Fierro’s account of the shooting at Club Q closely matches descriptions given by the police, city officials and the club’s owners, who reviewed security footage, reports the New York Times. Chief Adrian Vasquez of the Colorado Springs Police Department identified Fierro and Thomas James as the people who knocked down the gunman.
When one club owner, Nic Grzecka, was shown a photo of Fierro, he said that he looked like the man who took down the gunman. “I don’t even know his name,” Grzecka said. “I would really like to meet him.”
When the gunfire started, Fierro said that he looked across the room and saw the shooter standing at the door. “I ran across the bar, grabbed the guy from the back and pulled him down and pinned him against the stairs,” he said.
“I grabbed the gun out of his hand and just started hitting him in the head, over and over,” Fierro said.
He said he yelled for other patrons to help him and that a man near the shooter moved the rifle to safety and a drag queen kicked the gunman with her high heels. Fierro continued to beat the attacker’s head while blood pooled around them. When police arrived, Fierro said that the shooter was no longer struggling.
The suspect in the shooting was taken into custody and remained hospitalized on Monday afternoon.
At first, Fierro said officers tackled, handcuffed, and put him in a police car for more than an hour before releasing him to be reunited with his wife and daughter.
He found out later that his daughter’s high school sweetheart, 22-year-old Raymond Green Vance, was one of the victims that night.
Military records show that Fierro served as an Army field artillery officer from 1999 to 2013, and that he rose to the rank of major before leaving the service, according to the Post. Fierro received a Combat Action Badge and two Bronze Stars for his service.
“NO ONE should ever have to witness bloodshed like this,” his wife, Jessica Fierro, wrote on Facebook. “The loss of lives and the injured are in our hearts.
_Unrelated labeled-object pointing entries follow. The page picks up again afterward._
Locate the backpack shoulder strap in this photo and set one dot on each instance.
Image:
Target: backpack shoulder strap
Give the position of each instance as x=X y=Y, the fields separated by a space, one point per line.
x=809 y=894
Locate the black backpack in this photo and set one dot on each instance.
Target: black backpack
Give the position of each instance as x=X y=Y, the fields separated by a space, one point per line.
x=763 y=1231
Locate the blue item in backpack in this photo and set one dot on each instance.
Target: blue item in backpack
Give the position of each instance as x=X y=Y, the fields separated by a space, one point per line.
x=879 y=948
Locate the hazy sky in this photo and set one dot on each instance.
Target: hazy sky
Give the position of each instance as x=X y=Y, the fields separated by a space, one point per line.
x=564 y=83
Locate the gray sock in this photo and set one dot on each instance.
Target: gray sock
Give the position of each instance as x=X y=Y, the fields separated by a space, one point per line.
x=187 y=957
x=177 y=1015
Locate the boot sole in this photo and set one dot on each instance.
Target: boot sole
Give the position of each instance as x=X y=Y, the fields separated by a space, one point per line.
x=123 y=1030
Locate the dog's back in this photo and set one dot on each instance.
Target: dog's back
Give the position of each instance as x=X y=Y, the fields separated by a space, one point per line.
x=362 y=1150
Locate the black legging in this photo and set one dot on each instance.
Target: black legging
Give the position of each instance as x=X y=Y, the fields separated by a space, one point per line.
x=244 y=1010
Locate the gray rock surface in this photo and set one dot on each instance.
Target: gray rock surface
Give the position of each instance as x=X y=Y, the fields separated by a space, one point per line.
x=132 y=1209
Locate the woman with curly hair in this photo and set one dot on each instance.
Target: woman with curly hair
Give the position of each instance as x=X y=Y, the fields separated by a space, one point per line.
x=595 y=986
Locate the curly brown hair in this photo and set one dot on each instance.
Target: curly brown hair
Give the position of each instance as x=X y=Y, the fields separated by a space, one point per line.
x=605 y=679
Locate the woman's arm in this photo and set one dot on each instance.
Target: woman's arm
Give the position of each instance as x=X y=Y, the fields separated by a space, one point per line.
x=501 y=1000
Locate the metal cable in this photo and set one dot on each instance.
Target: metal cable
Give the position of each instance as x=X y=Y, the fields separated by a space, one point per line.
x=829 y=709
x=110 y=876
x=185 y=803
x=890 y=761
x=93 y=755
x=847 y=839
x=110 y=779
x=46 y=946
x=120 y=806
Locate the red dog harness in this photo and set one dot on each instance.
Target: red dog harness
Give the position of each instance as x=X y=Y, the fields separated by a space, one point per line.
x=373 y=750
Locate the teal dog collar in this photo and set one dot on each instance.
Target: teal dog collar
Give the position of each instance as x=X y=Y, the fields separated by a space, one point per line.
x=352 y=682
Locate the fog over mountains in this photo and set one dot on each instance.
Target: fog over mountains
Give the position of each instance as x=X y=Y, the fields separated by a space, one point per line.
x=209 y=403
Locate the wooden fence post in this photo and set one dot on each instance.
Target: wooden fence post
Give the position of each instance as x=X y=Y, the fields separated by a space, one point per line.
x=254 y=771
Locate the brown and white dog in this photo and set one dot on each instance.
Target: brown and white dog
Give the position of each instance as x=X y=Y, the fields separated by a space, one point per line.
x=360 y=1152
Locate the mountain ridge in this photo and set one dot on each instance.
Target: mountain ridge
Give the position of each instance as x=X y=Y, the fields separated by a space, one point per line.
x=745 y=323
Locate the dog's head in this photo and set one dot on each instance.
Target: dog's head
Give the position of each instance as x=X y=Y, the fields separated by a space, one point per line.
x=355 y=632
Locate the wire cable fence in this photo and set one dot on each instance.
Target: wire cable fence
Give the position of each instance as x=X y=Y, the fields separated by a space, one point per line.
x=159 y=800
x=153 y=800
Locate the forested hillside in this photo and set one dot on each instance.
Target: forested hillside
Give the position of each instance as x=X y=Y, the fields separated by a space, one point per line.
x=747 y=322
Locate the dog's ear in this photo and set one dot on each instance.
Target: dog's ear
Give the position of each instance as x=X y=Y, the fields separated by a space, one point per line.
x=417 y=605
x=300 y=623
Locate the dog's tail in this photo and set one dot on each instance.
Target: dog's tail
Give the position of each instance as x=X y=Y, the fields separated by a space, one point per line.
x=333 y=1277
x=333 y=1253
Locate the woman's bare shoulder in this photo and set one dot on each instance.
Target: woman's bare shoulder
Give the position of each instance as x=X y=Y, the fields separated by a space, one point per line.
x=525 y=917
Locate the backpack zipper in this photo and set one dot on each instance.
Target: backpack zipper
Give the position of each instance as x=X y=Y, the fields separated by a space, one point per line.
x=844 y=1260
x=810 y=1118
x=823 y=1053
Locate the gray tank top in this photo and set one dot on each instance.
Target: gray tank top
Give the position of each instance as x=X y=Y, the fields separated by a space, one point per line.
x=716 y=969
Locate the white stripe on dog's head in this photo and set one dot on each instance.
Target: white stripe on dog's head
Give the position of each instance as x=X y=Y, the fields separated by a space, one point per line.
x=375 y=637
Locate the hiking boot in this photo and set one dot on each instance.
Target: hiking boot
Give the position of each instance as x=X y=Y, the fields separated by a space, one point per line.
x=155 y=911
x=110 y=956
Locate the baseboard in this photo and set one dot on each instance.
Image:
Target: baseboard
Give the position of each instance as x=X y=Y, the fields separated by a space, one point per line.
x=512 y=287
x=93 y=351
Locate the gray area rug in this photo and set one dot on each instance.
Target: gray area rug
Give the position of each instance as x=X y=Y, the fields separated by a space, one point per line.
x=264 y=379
We are devastated and torn. We love our #lgbtq community and stand with them. This cowardly and despicable act of hate has no room in our lives.”
Police and others have credited unnamed patrons with saving “dozens and dozens of lives,” as one of club’s owners, Matthew Haynes, said at a Sunday memorial vigil. “Stopped the man cold. Everyone else was running away and he ran toward him.”